Das Mobile Enterprise wird kognitiv 

Outthink Disruption – mit Innovationen für das kognitive Zeitalter gewappnet sein. Unter diesem Motto stellt auch der Bereich IBM Mobile Enterprise seine Highlights auf der IFA vor: Zusammen mit Apple arbeitet IBM an innovativen Lösungen wie den neuen iOS Business-Apps. Am Demo-iPad besteht vor Ort die Möglichkeit, die Apps selbst auf Herz und Nieren zu testen. Zu den Anwendungen, die wir vorstellen, zählen beispielsweise Apps für Service-Techniker wie Expert Resolve, Fast Fix oder Parts Expert. Probleme vor Ort zu lösen oder Ersatzteile und Werkzeuge zu finden, wird dank dieser Apps deutlich einfacher – egal ob für professionelles Equipment oder Haushaltsgeräte. Ganz neu in diesem Jahr sind die Apps für den Handel, namentlich Sales Proposal oder Sales Meeting. Im Fokus wird dabei unsere Partnerschaft mit Box für die Expert Seller App stehen, die eine komplette – und dank iPad und iPhones nutzerfreundliche – End-to-End-Lösung für die Verwaltung und Bereitstellung von Infos für Verkäufer ermöglicht.

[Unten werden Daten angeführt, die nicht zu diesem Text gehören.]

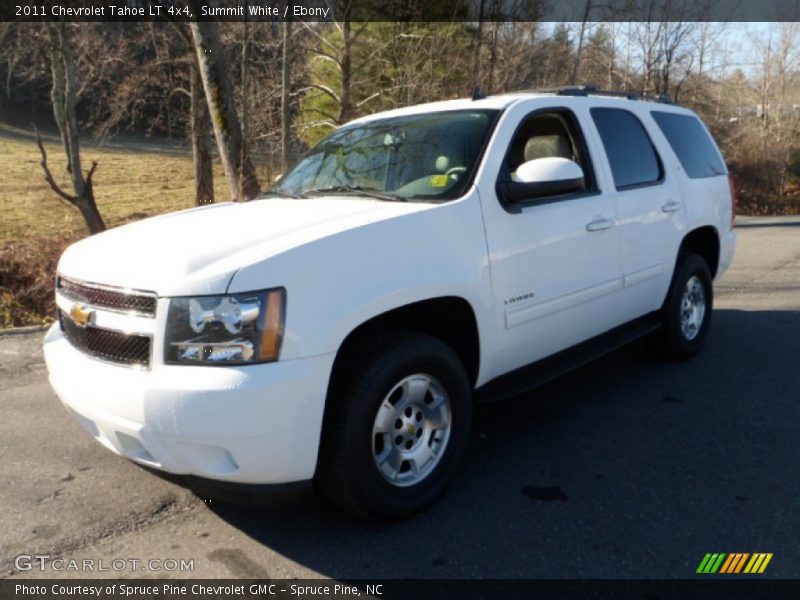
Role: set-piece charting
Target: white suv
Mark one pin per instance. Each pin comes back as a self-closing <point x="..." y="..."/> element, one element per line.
<point x="340" y="329"/>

IBM Mobile Enterprise präsentiert neue iOS Business-Apps auf der IFA.

IBM Mobile Enterprise präsentiert neue iOS Business-Apps auf der IFA.

Durch die Konzeption und Entwicklung von über 100 Business-Apps im vergangenen Jahr hat IBM sehr viel Erfahrung und Wissen gesammelt in der Umsetzung von iOS-nativen Apps. Und da wir sicherstellen wollen, dass all dieses Wissen zum Vorteil unserer Kunden eingesetzt wird, haben wir es in zwei verschiedene Funktionen verpackt: den „iOS App Accelerators“ und „Mobile at Scale“. Die Accelerators werden dabei helfen, hochwertige, kundenspezifische Apps zu entwickeln – angepasst an individuelle Anforderungen und zu deutlich reduzierten Kosten und Produkteinführungszeiten.

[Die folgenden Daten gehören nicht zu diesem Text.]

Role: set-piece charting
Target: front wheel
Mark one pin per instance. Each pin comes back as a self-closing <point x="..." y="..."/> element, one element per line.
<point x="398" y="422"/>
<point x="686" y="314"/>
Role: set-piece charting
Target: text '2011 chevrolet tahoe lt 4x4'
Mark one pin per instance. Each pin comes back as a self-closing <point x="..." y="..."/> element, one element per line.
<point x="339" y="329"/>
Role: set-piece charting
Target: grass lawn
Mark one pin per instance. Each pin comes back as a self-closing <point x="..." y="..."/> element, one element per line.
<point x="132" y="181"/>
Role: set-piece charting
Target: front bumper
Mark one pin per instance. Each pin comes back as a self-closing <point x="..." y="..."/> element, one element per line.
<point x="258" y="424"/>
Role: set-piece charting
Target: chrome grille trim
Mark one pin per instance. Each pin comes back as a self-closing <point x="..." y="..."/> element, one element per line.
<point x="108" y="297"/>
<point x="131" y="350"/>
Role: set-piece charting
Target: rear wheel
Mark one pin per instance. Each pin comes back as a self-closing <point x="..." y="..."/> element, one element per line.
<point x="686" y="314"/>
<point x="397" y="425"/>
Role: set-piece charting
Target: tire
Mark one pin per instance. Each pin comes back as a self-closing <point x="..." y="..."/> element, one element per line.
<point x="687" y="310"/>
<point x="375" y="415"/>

Das Mobile at Scale-Angebot hingegen soll unsere Kunden dabei unterstützen, eine komplette Suite von Anwendungen für ihre Mitarbeiter, Partner und Kunden aufzubauen, wobei IBM mit all seinen Ressourcen zur Seite steht. Teil davon ist beispielsweise ein spezielles Team, das die Entwicklung begleitet und gewährleistet, dass die Apps an iOS-Updates und sich verändernde Anforderungen angepasst werden.

Durch die IBM Watson Internet of Things Plattform mit Bluemix können unkompliziert Apps erstellt und erweitert werden, die Daten und Analysen der verbundenen Geräte und Sensoren nutzen. Dies ermöglicht ein sehr breites Einsatzfeld; deshalb ist das Internet der Dinge ein wichtiges Thema auf der IFA.